Family says NEO auction house is selling fake military medals; auction house insists they are real

Family says Willoughby auction house is selling fake military medals

CLEVELAND, Ohio (WOIO) - Imagine someone selling fake military medals with your loved one’s name on them. It’s certainly painful and shocking, if it’s true.

But, a local auction house overseeing a recent sale insists the medals in question are real, and they are doing nothing wrong.

Our CBS affiliate talked to the frustrated family members in Pittsburgh, who say that they have all of their relatives medals.

The Bird brothers say the Marine medals with their brother’s name on them that were listed for sale can’t be real.

But, as we investigated, we actually discovered it is possible for families to have several real copies of a medal.

“I know that no one in my family would have ever ask for duplicate medals,” one of the Bird brothers said. “There’s no reason. We had all of his medals. There would be no reason for us to do that.”

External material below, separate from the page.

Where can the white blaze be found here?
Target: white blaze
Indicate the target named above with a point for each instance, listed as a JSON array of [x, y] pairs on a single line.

In an effort to be fair and get both sides of this story, 19 News tracked down the warehouse that the online auction house runs out of.

The owner didn't want to go on camera, but let us in and gave us information.

Lt. Thomas Bird’s medals sold for more than $1,200 at Milestone Auctions, along with tons of other military memorabilia.

The owner here says his reputation depends on selling authentic items. He has an expert look at all the items that come in, and he sends the ones he deems fake back to whoever sent them in.

When Lt. Bird’s medals came in, the expert deemed them authentic.

The auction house still insists they are real, saying the engraving on the back is perfect.

The owner of the auction house says he’s seen many cases where family members don’t know other relatives ordered duplicate medals and later sold them.

The historical society of Mount Lebanon found Lt. Bird’s metals listed weeks ago, and then told the family about it.

“If this is legit and real, we’d love to bring these medals back to Mount Lebanon,” Jim Wojcik, past president of the Historical Society, said.

But, legally at this point, the Bird family or someone else would have to buy them back to get them there.

The auction house says the best way to prevent your family from a situation like this is to have a conversation now about what valuable memorabilia exists, and where you want it to go in the future.

If you’ve found yourself in a similar situation already, the auction house says they can answer any questions for you.